第89回
組織ケーエイ学31:命令の是非を考える。

今度の戦争に、口先だけ反対してみようかとも思った。しかし、賛成してる人だって「アメリカとケンカするわけにもいかないから、仕方ない」のが本音と思う。このような戦争に駆り出されて、破壊と殺傷に追い込まれる兵士たちの心情を考えると、気が重くなる。

かりに武器保有の点でイランが違法状態にあり、統治者が危険きわまりない人物だとして、その統治者を武力でもって追い出す権利が第3者にあるのかどうか。そんな権利があるのだとすれば、もうひとつ、こちらの方にも危険きわまりない国があるのだし、ついでに片づけて欲しいような気はする。その考え方では、何が許され、何が許されないのか、線引きができない。

「イラク国民が憎いわけではない。悪いのは統治者だ」というなら、戦争でなく、暗殺で解決してもよさそうなものだ。今回の狙いは、暗殺と戦争の中間ぐらいだろうか。
考えてみると暗殺が犯罪で、戦争が犯罪でないのは不思議である。
当コラムでは、戦争の是非ではなく、命令された兵士の立場を考えてみたい。

軍隊では、兵士が自ら考えることを放棄するよう訓練される。
日本の軍隊にも「命令は、その是非を問うべからず」という規則があったはずだ。たしかに、いちいち命令の正当性を説明しなければならないとすれば、組織の能率は著しく阻害される。
しかし時代も変わってきている。戦争の実情が、むかしのような典型的な集団対集団のぶつかり合いではない。今ではアメリカの軍隊でも、予期しづらいゲリラ戦やテロに対応して、兵士の主体的な判断や行動を前提として、作戦を立てる場合があるそうだ。
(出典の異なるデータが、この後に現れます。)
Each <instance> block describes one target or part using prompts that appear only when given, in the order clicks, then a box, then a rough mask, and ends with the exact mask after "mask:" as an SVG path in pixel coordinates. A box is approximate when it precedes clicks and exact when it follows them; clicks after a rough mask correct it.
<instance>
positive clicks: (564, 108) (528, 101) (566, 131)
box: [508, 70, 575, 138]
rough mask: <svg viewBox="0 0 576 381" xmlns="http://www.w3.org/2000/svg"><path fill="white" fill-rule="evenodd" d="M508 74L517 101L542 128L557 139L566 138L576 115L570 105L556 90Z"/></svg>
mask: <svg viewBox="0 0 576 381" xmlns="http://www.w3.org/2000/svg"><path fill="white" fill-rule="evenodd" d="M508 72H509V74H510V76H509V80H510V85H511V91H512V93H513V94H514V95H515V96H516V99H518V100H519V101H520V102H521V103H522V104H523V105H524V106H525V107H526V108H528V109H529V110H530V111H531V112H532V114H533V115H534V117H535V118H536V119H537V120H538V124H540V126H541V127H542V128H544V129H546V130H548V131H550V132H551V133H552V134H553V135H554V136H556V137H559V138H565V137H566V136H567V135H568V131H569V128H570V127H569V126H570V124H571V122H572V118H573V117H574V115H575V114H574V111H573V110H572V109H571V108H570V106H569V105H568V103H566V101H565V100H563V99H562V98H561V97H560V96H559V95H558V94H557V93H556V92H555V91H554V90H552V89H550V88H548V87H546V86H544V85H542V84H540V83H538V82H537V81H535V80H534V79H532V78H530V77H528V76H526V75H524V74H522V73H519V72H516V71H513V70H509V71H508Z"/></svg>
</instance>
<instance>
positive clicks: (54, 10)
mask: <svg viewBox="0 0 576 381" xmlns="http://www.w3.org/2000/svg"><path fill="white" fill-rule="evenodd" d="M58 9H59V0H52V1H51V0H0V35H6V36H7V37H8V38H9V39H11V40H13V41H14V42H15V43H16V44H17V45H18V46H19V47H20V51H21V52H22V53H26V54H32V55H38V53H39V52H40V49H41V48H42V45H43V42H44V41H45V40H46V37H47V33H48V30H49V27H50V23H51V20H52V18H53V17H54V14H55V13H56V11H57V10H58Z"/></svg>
戦争が終われば、戦争犯罪が裁かれるわけだが、そこでは「命令だったので仕方なくやりました」では済まない。人道にもとる命令は、市民として拒否しなければならないという、普遍ルールが適用される。組織のルールに従っていたとしても、それで人生安泰だというわけではない。

極限の板挟みの状況で、一人ひとりの生き方を決めるときは、前提をくつがえして考えることも必要かも知れない。最後の最後には、味方の上官をうち倒してでも生き延びよう、と・・・・自分はそう考えたい。あとはとっさの判断ができるかどうか、だ。